Il caso nel 2013, ai tempi della Giunta Polverini, era stato già portato in evidenza dalle cronache per l'intreccio tra professione e poltica e la casa di cura aveva sottolineato anche con lettere chiarificatrici agli organi di stampa l'assenteismo del medico che per svolgere il ruolo a cui era stato eletto non aveva evidentemente chiesto l'aspettativa prevista per i dipendenti pubblici o privati assunti a cariche pubbliche elettive.
Inoltre, a confermare la situazione ci sarebbero anche le stesse dichiarazioni del dipendente nelle proprie note difensive che indicavano come, per il contemporaneo svolgimento di attività politica, non avesse intenzione di assicurare neppure per il futuro una presenza a tempo pieno, nonostante la responsabilità di un reparto.
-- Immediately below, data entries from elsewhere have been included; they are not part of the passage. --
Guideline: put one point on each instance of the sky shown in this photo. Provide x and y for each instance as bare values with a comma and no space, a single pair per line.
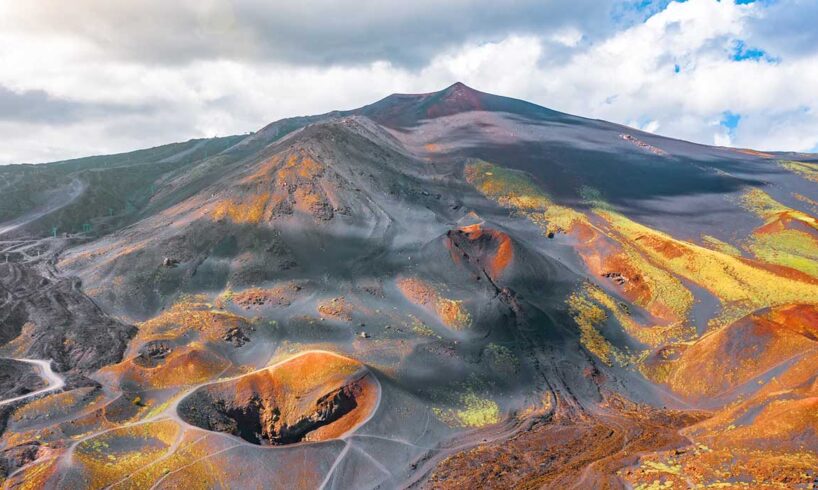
90,77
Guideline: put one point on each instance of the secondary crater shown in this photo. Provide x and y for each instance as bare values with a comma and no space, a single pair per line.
314,396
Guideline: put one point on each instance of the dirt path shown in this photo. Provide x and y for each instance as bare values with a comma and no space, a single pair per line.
53,380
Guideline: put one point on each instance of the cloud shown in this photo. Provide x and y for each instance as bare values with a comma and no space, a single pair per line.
319,32
37,106
85,77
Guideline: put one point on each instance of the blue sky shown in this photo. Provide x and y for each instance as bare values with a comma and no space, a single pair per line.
92,76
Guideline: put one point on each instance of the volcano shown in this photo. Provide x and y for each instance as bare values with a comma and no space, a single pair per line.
429,291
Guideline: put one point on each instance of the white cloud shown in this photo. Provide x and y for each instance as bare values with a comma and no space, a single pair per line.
630,77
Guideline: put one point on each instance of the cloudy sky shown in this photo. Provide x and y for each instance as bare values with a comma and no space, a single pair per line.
85,77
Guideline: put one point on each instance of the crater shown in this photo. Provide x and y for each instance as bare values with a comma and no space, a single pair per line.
314,396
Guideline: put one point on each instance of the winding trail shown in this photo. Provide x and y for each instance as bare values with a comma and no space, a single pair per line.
53,380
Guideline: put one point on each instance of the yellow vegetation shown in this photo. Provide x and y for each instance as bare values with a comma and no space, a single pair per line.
516,190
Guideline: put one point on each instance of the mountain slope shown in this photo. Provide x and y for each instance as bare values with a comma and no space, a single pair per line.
446,286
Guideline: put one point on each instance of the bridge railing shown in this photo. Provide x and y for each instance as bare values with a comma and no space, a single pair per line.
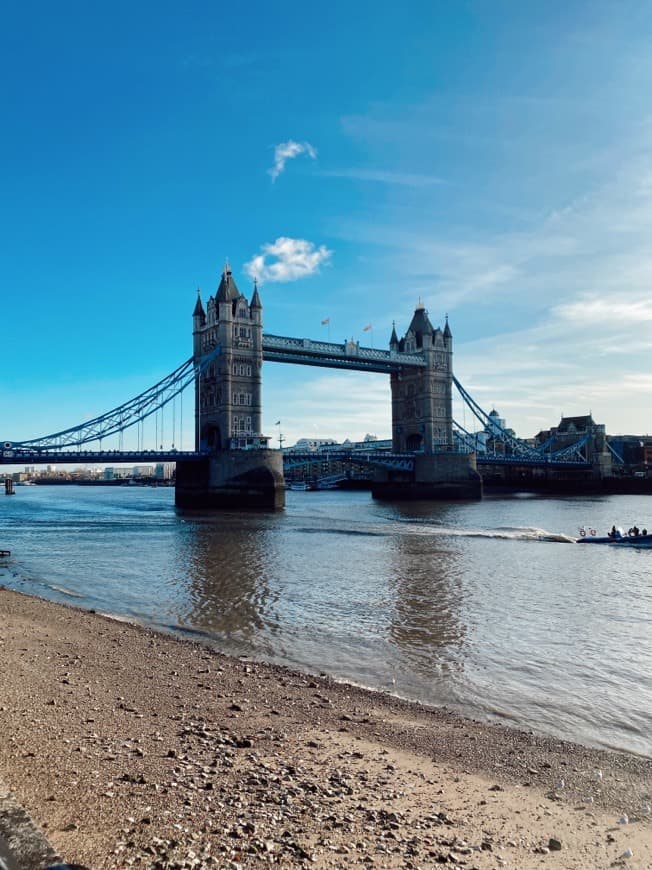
348,350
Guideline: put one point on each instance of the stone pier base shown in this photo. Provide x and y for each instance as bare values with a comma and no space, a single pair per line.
232,480
443,477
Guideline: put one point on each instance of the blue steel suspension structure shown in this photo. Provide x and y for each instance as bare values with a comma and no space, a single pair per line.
131,413
516,450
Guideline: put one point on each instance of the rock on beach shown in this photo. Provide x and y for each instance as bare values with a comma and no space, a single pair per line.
133,748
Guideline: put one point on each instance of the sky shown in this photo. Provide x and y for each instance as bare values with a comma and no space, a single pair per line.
490,159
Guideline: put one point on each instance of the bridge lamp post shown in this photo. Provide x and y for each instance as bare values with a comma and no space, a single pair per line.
281,439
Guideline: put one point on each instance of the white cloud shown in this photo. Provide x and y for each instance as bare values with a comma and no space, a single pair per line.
287,151
287,260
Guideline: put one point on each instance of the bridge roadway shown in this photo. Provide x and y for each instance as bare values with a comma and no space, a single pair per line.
326,354
397,461
24,456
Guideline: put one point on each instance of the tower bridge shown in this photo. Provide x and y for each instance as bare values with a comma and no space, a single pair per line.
232,464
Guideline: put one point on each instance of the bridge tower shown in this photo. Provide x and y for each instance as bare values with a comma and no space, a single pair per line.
422,404
228,410
239,469
422,419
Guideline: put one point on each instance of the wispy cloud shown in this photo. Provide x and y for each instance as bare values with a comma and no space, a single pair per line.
385,176
287,259
287,151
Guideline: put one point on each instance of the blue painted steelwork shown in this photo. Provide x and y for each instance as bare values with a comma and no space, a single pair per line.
66,446
117,420
378,459
516,450
27,456
349,355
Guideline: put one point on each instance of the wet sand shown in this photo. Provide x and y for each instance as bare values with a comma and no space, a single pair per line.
133,748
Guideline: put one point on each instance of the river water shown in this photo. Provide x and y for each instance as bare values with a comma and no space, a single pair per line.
483,607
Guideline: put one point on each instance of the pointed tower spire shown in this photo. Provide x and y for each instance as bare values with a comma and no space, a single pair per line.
255,299
199,308
227,291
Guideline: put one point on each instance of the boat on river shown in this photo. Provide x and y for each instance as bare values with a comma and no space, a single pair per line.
588,536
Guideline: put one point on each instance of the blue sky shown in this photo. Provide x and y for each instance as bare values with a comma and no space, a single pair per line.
490,158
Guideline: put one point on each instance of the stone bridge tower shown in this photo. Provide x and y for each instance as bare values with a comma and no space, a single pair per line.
422,405
236,468
422,420
228,403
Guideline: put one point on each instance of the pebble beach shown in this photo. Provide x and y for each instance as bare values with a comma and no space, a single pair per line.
129,747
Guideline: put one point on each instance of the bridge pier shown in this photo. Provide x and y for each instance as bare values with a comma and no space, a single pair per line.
441,477
232,479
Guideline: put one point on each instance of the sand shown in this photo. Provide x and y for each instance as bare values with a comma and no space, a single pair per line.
133,748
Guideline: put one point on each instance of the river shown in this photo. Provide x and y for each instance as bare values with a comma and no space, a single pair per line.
483,607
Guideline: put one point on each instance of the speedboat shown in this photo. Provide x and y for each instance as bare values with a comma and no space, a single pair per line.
618,540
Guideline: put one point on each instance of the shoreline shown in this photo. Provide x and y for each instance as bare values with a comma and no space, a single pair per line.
130,746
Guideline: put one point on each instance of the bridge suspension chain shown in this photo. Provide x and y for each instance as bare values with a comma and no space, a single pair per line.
131,413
Questo ha fornito piena giustificazione del completo venire meno, nel datore di lavoro, della fiducia circa la futura correttezza dell'adempimento della prestazione.
La sentenza
La Cassazione ha respinto il reclamo del medico verso la prima sentenza. La Corte d'appello, secondo la Cassazione, nel respingere il reclamo del medico, ha richiamato il principio di diritto esposto dalla prima sentenza, secondo cui il giudice deve valutare la gravità dell'addebito con tutti gli aspetti oggettivi e soggettivi della condotta del sanitario.
Secondo la Cassazione non si può prescindere, nel valutare il comportamento del dipendente, dalla valutazione di quanto questo intacchi il rapporto di fiducia con il datore di lavoro.
Nel corso del giudizio è emerso che:
– non ci sono prove da cui è possibile dedurre che la casa di cura abbia tollerato le assenze del medico,
– il medico, occupato nello svolgimento contemporaneo dell’attività politica, non ha mai garantito l'intenzione, nonostante la responsabilità di un reparto, di svolgere quell'impiego a tempo pieno.
Secondo il medico però la Corte di Appello avrebbe omesso di valutare tutti gli aspetti della sua condotta, giungendo per questo a ritenere valido il licenziamento.
La Cassazione al contrario dichiara di condividere pienamente le motivazioni della Corte di Appello da cui risulta che "il positivo riscontro della proporzionalità tra addebito disciplinare e sanzione è stato fondato sull'obiettivo accertamento di – una prestazione quantitativamente assai inferiore a quella contrattuale, senza che risultassero atti o prassi di tolleranza da parte datoriale, oltre che sull'accertamento dell'elemento psicologico (…)".
La Corte di Appello inoltre, "nel ritenere accertato il rapporto di proporzionalità tra il fatto e sanzione, ha osservato come la fattispecie ponesse, di fronte a un medico con responsabilità di un reparto, il quale in questo modo aveva fornito una prestazione quantitativamente inferiore a quella contrattuale, esponendo il datore di lavoro a problemi organizzativi, perdita di immagine e rischi nei confronti dei pazienti".
Tutto questo “senza che risultassero atti o prassi di tolleranza da parte datoriale, oltre che sull'accertamento dell'elemento psicologico … di conseguenza ponendosi le valutazioni oggetto di ripetuta censura non già sul piano di un accrescimento fattuale ma di corollari, mediati da massime di esperienza, discendenti da una situazione la cui gravità è fatta essenzialmente risiedere altrove. In conclusione, il ricorso deve essere respinto”.